Aspek Informasi OTT Bupati Muara Enim Kasus Ditjen Imigrasi
Waktu Kejadian 8 Juni 2026 2 Juni 2026 (OTT Awal)
Lokasi Operasi Jakarta & Sumatra Selatan Jakarta, Jawa Barat, & Bali
Jumlah Orang Diamankan 10 Orang 8 Tersangka (Utama)
Kategori Jabatan Kepala Daerah (Bupati) Eks Wamen & Dirjen
Modus Dugaan Suap dari Pihak Swasta Pemerasan & Gratifikasi

Tabel di atas memperlihatkan intensitas kerja KPK yang sangat tinggi dalam periode satu minggu di bulan Juni 2026. Penangkapan Bupati Muara Enim menjadi bukti bahwa pengawasan terhadap pejabat daerah tetap menjadi prioritas utama lembaga antirasuah.

Di sisi lain, perkembangan politik nasional juga sedang memanas akibat rentetan kasus hukum ini. Menteri Koordinator Bidang Hukum dan Keamanan, Yusril Ihza Mahendra, dikabarkan mulai mengumpulkan pejabat birokrasi dari berbagai kementerian untuk merespons status tersangka Silmy Karim.

Langkah koordinasi ini diambil untuk memastikan bahwa pelayanan publik tidak terganggu meskipun beberapa pejabat strategis sedang menjalani proses hukum.
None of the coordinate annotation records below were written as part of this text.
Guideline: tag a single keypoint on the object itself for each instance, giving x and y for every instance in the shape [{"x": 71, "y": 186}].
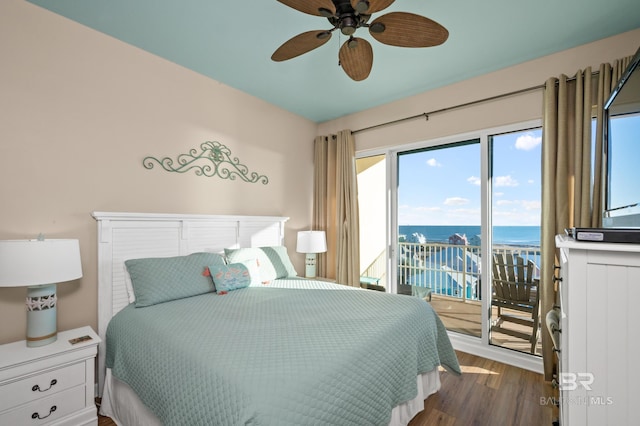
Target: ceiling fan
[{"x": 356, "y": 55}]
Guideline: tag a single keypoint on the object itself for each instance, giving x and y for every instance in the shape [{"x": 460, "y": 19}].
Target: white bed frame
[{"x": 123, "y": 236}]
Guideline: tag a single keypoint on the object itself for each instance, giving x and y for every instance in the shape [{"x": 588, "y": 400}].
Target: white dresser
[
  {"x": 52, "y": 384},
  {"x": 600, "y": 333}
]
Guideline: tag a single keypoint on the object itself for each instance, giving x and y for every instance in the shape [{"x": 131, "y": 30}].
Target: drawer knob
[
  {"x": 37, "y": 388},
  {"x": 36, "y": 415}
]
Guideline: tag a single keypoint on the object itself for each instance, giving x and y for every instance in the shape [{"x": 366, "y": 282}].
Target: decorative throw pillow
[
  {"x": 267, "y": 271},
  {"x": 161, "y": 279},
  {"x": 234, "y": 276},
  {"x": 279, "y": 258},
  {"x": 273, "y": 261}
]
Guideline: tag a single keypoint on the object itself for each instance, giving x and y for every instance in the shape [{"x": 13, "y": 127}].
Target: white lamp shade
[
  {"x": 311, "y": 242},
  {"x": 37, "y": 262}
]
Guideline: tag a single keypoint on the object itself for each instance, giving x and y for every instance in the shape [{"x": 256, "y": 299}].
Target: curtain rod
[
  {"x": 438, "y": 111},
  {"x": 479, "y": 101}
]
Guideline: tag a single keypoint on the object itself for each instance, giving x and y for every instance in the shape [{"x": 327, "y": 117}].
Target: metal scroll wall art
[{"x": 213, "y": 159}]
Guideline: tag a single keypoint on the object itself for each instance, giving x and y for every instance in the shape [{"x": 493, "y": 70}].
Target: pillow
[
  {"x": 280, "y": 260},
  {"x": 231, "y": 277},
  {"x": 267, "y": 271},
  {"x": 161, "y": 279},
  {"x": 273, "y": 261}
]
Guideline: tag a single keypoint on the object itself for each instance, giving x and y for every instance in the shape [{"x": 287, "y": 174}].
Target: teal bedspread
[{"x": 278, "y": 356}]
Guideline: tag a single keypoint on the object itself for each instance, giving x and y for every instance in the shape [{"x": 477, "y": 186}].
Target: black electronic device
[{"x": 606, "y": 235}]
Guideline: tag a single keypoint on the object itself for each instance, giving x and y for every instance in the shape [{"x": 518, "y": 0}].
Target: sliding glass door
[
  {"x": 438, "y": 248},
  {"x": 464, "y": 211}
]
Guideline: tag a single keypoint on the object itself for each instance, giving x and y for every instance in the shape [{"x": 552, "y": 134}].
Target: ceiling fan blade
[
  {"x": 356, "y": 58},
  {"x": 302, "y": 43},
  {"x": 408, "y": 30},
  {"x": 373, "y": 5},
  {"x": 312, "y": 7}
]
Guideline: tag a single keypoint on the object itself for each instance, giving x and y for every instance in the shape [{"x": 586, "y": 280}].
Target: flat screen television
[{"x": 622, "y": 151}]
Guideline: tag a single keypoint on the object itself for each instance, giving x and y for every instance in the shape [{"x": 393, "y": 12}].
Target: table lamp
[
  {"x": 311, "y": 243},
  {"x": 39, "y": 265}
]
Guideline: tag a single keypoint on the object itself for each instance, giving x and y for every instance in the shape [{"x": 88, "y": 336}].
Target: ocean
[{"x": 508, "y": 235}]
Pemerintah menekankan pentingnya integritas bagi setiap ASN yang menduduki jabatan sipil maupun transisi dari kepolisian.

KPK mengingatkan seluruh penyelenggara negara agar menjauhi segala bentuk praktik gratifikasi yang dapat merusak tatanan pemerintahan. Hingga berita ini diturunkan, status hukum Bupati Muara Enim dan sembilan orang lainnya akan ditentukan dalam waktu 1x24 jam setelah penangkapan.

Masyarakat kini menantikan rilis resmi lebih mendalam mengenai detail uang yang disita serta proyek apa yang menjadi latar belakang suap tersebut. Penindakan tegas ini diharapkan memberikan efek jera bagi para pejabat publik di seluruh wilayah Indonesia.